This is a guest post from Nathan Williams, Archives Assistant.
For four days of a working week I can largely be found on the front desk of the Borthwick Institute assisting people with their research, fetching up documents within our vast holdings, and assisting people with interpreting the materials they have in front of them. Part of the role of an Archives Assistant is one of providing researchers with the tools of discovery.
On the fifth day of a working week I don a different cap altogether, for on Thursday I head on up to Jen Mitcham’s office to help with a different challenge altogether: digital preservation.
So it was somewhat of a pleasant surprise when I received an email circulated through the jisc-digital-preservation list regarding the beta launch of COPTR or the Community Owned digital Preservation Tool Registry. Ok, so my title is silly, but here’s why it really should stand for “Making my Thursday much easier”:
- As an institutional repository with strong University, Research, Diocesan and local and national collections of import, we have varying and ever-increasing demands on our ability to manage digital objects.
- We don’t currently have an overarching OAIS-compliant preservation system, but we still have to take action on digital objects both in our care and yet to be created.
- We have to act but resources are limited and the correct tools, used properly, can help us to act now instead of risking our digital assets.
- Sometimes finding those tools, especially for the entry level practitioner, isn’t easy - COPTR should help to make it easy.
Here are just a few potentially great things about it:
- It’s working to collate all the information that’s currently out there into one place.
- It’s managed by us.
- It’s browse function already looks really promising - show all the tools, or tools by functional category, or even tools by content they act upon. I don’t think it can be overstated how useful this is for the entry level practitioner!

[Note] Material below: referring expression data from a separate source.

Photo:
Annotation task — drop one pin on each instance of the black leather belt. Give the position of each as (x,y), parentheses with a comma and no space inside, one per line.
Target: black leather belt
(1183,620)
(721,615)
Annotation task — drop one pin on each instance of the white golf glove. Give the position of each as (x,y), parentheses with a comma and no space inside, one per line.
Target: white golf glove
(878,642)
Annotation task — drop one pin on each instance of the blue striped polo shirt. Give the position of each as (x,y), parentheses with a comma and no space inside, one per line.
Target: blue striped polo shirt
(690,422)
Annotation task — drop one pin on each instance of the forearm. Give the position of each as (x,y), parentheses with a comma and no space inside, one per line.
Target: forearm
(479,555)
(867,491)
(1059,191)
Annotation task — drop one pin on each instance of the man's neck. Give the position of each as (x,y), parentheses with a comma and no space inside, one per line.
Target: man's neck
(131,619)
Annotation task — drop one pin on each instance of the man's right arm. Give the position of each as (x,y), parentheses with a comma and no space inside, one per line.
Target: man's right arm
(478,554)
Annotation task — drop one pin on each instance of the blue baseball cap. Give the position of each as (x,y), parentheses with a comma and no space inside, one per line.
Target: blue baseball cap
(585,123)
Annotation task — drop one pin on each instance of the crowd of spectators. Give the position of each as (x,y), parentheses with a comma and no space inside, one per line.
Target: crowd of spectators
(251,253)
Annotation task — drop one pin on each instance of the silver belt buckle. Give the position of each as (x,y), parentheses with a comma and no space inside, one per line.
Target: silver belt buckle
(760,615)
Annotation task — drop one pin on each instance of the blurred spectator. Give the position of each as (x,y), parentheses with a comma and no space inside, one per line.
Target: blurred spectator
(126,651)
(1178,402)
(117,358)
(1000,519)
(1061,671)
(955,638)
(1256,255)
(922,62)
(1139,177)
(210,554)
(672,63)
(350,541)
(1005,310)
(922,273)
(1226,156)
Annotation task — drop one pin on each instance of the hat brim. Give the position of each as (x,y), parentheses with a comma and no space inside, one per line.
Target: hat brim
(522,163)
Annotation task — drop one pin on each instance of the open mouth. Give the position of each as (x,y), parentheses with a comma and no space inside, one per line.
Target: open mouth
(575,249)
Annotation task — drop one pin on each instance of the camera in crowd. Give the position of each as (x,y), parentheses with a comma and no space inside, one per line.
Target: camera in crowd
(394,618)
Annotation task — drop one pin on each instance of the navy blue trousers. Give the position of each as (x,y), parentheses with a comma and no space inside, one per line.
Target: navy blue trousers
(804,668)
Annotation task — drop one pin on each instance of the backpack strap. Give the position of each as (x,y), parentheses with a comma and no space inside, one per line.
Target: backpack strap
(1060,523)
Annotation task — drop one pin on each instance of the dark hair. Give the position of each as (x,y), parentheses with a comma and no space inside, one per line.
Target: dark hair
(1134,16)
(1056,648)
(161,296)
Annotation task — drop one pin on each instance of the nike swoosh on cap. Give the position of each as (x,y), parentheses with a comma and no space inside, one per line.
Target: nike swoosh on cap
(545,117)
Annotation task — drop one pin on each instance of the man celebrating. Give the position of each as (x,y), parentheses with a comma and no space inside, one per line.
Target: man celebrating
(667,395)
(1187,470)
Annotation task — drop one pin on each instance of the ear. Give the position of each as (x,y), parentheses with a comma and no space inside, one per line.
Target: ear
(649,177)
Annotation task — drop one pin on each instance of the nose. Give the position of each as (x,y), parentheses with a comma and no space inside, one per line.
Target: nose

- It brings together advanced and entry level practitioners and allows for collaboration across the digital preservation spectrum.
- User experiences go beyond just descriptions but actually provide use cases and general experiences from people who have used a tool. These sections will hopefully get a lot more material added to them as time goes on.
- There is already quite a bit to get your teeth into and entries are added to all the time - the activity log already looks promising.